The media and legal experts in Iran have already begun examining the implications a potential decision by the Trump administration to designate the Islamic Revolution Guards Corps (I.R.G.C.) as a terrorist entity. Tabnak, an outlet affiliated with former I.R.G.C. chief commander Mohsen Rezaei, published a lengthy article that analyzed how such a move by Washington would impact the Islamic Republic and explored Tehran’s options to challenge and retaliate against it.
Dr. Yousuf Molayi, a legal expert and international law lecturer at Tehran University, opined that a potential U.S. blacklisting of the I.R.G.C. could indirectly undermine the nuclear agreement Iran signed with the United States and five other world powers in July 2015. He also noted that Tehran has limited legal avenues to challenge it. “The global economy is deeply dependent on America. Therefore, major countries and companies do not want to lose the American market. When a [terrorist designation] list is prepared and leaves its direct impact on Iran’s economy, all countries and companies that could invest in and do business with Iran will refrain from doing so and we will face a lot of detriments,” he explained.
Comment: The U.S. media reported yesterday that the Trump administration is considering designating the I.R.G.C. and the Muslim Brotherhood as terrorist organizations. If implemented, such a move would put the I.R.G.C. together with a long list of U.S.-designated terrorist organizations, including al Qaeda and the Islamic State. The White House has not confirmed or denied the reports, but Press Secretary Sean Spicer told reporters: “There’s no one that can question the president’s commitment to fully attacking and addressing the threat that we face by Islamic terrorists.” The news comes just days after the Trump administration put Iran “on notice” over the latter’s missile activity and support for terrorism and imposed new sanctions on Iranian entities.

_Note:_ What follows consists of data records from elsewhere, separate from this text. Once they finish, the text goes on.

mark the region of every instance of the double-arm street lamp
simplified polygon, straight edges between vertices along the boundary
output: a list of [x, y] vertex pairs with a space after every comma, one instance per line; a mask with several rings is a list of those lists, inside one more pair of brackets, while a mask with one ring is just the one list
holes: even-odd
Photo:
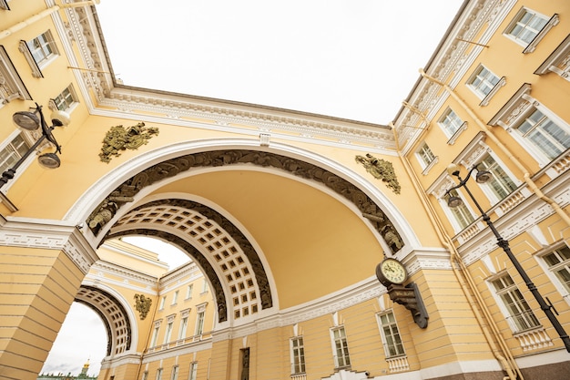
[[52, 125], [47, 126], [47, 122], [46, 121], [46, 118], [44, 117], [44, 113], [42, 112], [42, 106], [39, 106], [36, 103], [36, 108], [33, 112], [30, 111], [21, 111], [16, 112], [12, 117], [15, 125], [17, 125], [22, 129], [25, 130], [36, 130], [39, 128], [42, 128], [42, 136], [32, 145], [25, 153], [18, 159], [18, 161], [14, 164], [14, 166], [4, 173], [2, 173], [2, 177], [0, 178], [0, 188], [5, 185], [10, 180], [14, 178], [15, 175], [15, 170], [25, 161], [25, 159], [34, 152], [37, 147], [39, 147], [45, 139], [47, 139], [56, 147], [56, 153], [44, 153], [41, 154], [37, 160], [40, 165], [45, 168], [56, 169], [59, 168], [61, 161], [59, 160], [59, 157], [57, 157], [57, 153], [61, 153], [61, 146], [56, 140], [56, 137], [52, 134], [52, 131], [56, 127], [63, 127], [69, 124], [70, 118], [69, 115], [63, 111], [54, 111], [51, 115]]
[[[451, 164], [449, 167], [447, 167], [447, 172], [454, 177], [457, 177], [457, 179], [459, 180], [459, 184], [457, 186], [453, 186], [453, 188], [449, 189], [447, 192], [445, 193], [446, 195], [449, 195], [447, 205], [449, 207], [460, 206], [463, 203], [463, 200], [459, 197], [452, 196], [450, 191], [454, 190], [455, 189], [459, 189], [459, 188], [465, 189], [465, 192], [467, 192], [467, 194], [469, 195], [473, 202], [475, 204], [475, 206], [477, 207], [477, 210], [479, 210], [479, 212], [481, 212], [481, 216], [483, 217], [483, 220], [487, 223], [487, 225], [489, 226], [489, 228], [494, 234], [494, 236], [497, 238], [497, 245], [503, 248], [503, 251], [504, 251], [506, 255], [509, 257], [509, 259], [511, 260], [511, 262], [513, 262], [513, 265], [514, 266], [518, 273], [521, 275], [521, 277], [526, 283], [528, 290], [533, 293], [533, 295], [538, 302], [540, 308], [545, 312], [545, 313], [550, 320], [550, 323], [556, 330], [556, 333], [558, 333], [558, 335], [560, 335], [560, 339], [562, 339], [562, 341], [564, 342], [564, 344], [566, 347], [566, 351], [570, 353], [570, 338], [568, 337], [568, 334], [566, 334], [564, 327], [562, 326], [562, 324], [560, 324], [560, 322], [558, 322], [558, 319], [556, 318], [558, 312], [556, 312], [556, 309], [555, 309], [554, 305], [552, 304], [550, 300], [548, 300], [548, 298], [546, 298], [546, 300], [548, 301], [548, 303], [546, 303], [543, 296], [538, 292], [538, 289], [536, 289], [536, 286], [534, 285], [534, 283], [531, 281], [528, 274], [526, 274], [526, 272], [524, 272], [524, 269], [523, 269], [523, 267], [521, 266], [516, 257], [514, 257], [514, 254], [513, 254], [513, 252], [511, 251], [511, 248], [509, 247], [509, 242], [505, 241], [504, 239], [503, 239], [503, 237], [501, 236], [497, 229], [493, 224], [493, 221], [491, 221], [491, 218], [489, 218], [489, 215], [487, 215], [483, 211], [483, 209], [481, 208], [481, 206], [479, 205], [479, 203], [477, 202], [477, 200], [475, 200], [472, 192], [469, 190], [469, 188], [467, 188], [467, 181], [469, 180], [472, 173], [474, 170], [477, 170], [477, 173], [475, 175], [475, 180], [478, 183], [484, 183], [488, 181], [489, 180], [491, 180], [492, 174], [489, 171], [479, 170], [476, 166], [472, 168], [471, 170], [469, 170], [464, 180], [460, 177], [459, 167], [456, 164]], [[556, 315], [555, 315], [555, 313], [556, 313]]]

The I.R.G.C. is Iran’s elite military force, which was established by the Islamic Republic’s founder Ruhollah Khomeini to defend the fledgling clerical regime following the 1979 revolution. But over the past 37 years, the I.R.G.C. has not only turned into Iran’s most powerful military force but it also dominates Iranian economy and has extensive influence over the country’s politics as well. The Quds Force, the I.R.G.C.’s elite branch responsible for external operations and run by Qassem Soleimani, has played an active role in arming, training and funding terrorist and militant organizations in the Middle East, particularly after the U.S. invasion of Iraq in 2003.